Get absolute path of django app

2020-05-23 02:33发布

问题:

I am writing a unit test that needs to access an image file that I put in "fixtures" directory right under my django app directory. I want to open up this image file in my test using relative path, which would require me to get the absolute path of the django app. Is there a way to get the absolute path of the django app?

回答1:

Python modules (including Django apps) have a __file__ attribute that tells you the location of their __init__.py file on the filesystem, so

import appname
pth = os.path.dirname(appname.__file__)

should do what you want.

In usual circumstances, os.path.absname(appname.__path__[0]), but it's possible for apps to change that if they want to import files in a weird way.

(I do always do PROJECT_ROOT = os.path.dirname(os.path.abspath(__file__)) in my settings.py, though -- makes it easy for the various settings that need to be absolute paths.)



回答2:

Normally, this is what I add in my settings.py file so I can reference the project root.

import os.path

PROJECT_ROOT = os.path.abspath(os.path.dirname(__file__))

This method will get the directory of any python file.



回答3:

So the accepted answer usually works fine. However, for

  • namespace packages with multiple paths, or
  • apps which explicitly configure their paths in the config,

their intended path may not agree with the __file__ attribute of the module.

Django (1.7+) provides the AppConfig.path attribute - which I think is clearer even in simple cases, and which covers these edge cases too.

The application docs tell you how to get the AppConfig object. So to get AppConfig and print the path from it:

from django.apps import apps
print(apps.get_app_config('app_label').path)

Edit: Altered example for how to use get_app_config to remove dots, which seems to have been confusing. Here are the docs for reference.



回答4:

În newer versions of Django (I don't know when it started, I assume it's there for many years now), the default settingy.py contains an entry

# Build paths inside the project like this: os.path.join(BASE_DIR, ...)
BASE_DIR = os.path.dirname(os.path.dirname(os.path.abspath(__file__)))

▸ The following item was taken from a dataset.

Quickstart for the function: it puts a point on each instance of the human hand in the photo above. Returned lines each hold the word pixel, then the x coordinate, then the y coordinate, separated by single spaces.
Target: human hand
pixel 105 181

which you can use by importing the settings file like this

import os    
from my_project_name.settings import BASE_DIR

os.path.join(BASE_DIR, ...)


回答5:

Keep in mind that appname.__path__ is a list:

import appname
APP_ROOT = os.path.abspath(appname.__path__[0])
file_path = os.path.join(APP_ROOT, "some_file.txt")



回答6:

Python3.4 and above comes with standard library pathlib.

from pathlib import Path
import appmodule

pth = Path(appmodule.__file__).parent / 'fixtures'
if pth.exists():
     "Your code here"

parent will give you the path of your app directory, and / will append fixtures as path.